外では、ラナが予知したとおり、直径400mの隕石が落ちてこようとしていました。
(注:ラナは芽衣に、巨大な隕石が落ちてきて世界が滅亡する話をしていた)

ラナはお多福様を呼び、芽衣を殺そうとします。
しかし芽衣はお多福様のお面を割ると、ラナに話しかけます。
「言ってなかったっけ。私って死ねないらしいの」
(冒頭の幼少期の映像は、不死身であるという芽衣のエピソード)


芽衣はラナの額に手を当ててラナの過去を読み取ると、お多福様の面にラナが操られていたと知ります。
巻物の話はでたらめだと指摘した芽衣は、ラナに提案します。
「じゃんけんしようよ。ラナが飼ったら、仲間になってあげる。負けたら、さよなら(死ねという意味)」

じゃんけんをした芽衣とラナは、えんえんパーの「あいこ」でした。
しかしラナはグーをわざと出して、負けます。
芽衣はラナに「さよなら」と言うと、倒しました。
ラナが死ぬとともに、隕石も消滅します。

芽衣はラナの死を悲しみつつ、屋敷を紗ロいました。
屋敷には、お多福様の面をかぶった少女が、赤ん坊を抱いて芽衣を見送ります。

(最後まで出てくる、お多福様の面をかぶった少女の過去がない。

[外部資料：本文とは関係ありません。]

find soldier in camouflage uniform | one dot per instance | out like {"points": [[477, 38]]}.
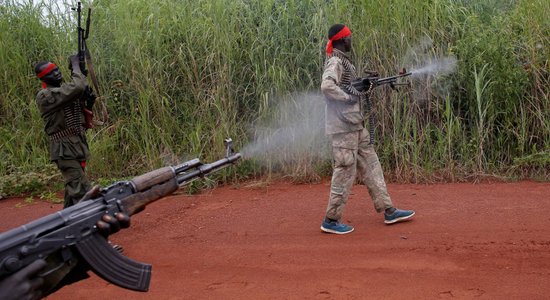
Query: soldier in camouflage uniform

ラストシーンで突如出て来た赤ん坊もなぞ。
芽衣が「巻物はでたらめ」と言ったが、その真偽も明らかになっていない。
「お多福様」=「鬼神が力を貸している」のは理解できた。人間を全滅させるという目的も分かった。
芽衣が持っている能力が、『黒い乙女―A―』でいきなり明かされ、しかも映画が進むにつれ、能力がどんどん増えるので、戸惑う。
二部作にしているが、見終わった後、かえって謎が深まった印象を受けた 苦笑)

みんなの感想

ライターの感想

…二部作なのだが、疑問点が全然解決されていない!
むしろ、後半になって明かされる芽衣の特殊な能力!
不死身はまあいいとして(いいのか?)、映画の終盤にさしかかると、どんどんいろんな能力が出てくる。
ご都合主義の極致になっており、ちょっと冷めてしまった。
しかもお多福様の根本的解決になっていないし、ツッコミどころがとにかく満載な映画。
その「ツッコミどころ」を楽しむ…という意味で鑑賞するのならば、いいかも。
主役の2人はいずれも美少女なので、見ていて楽しい。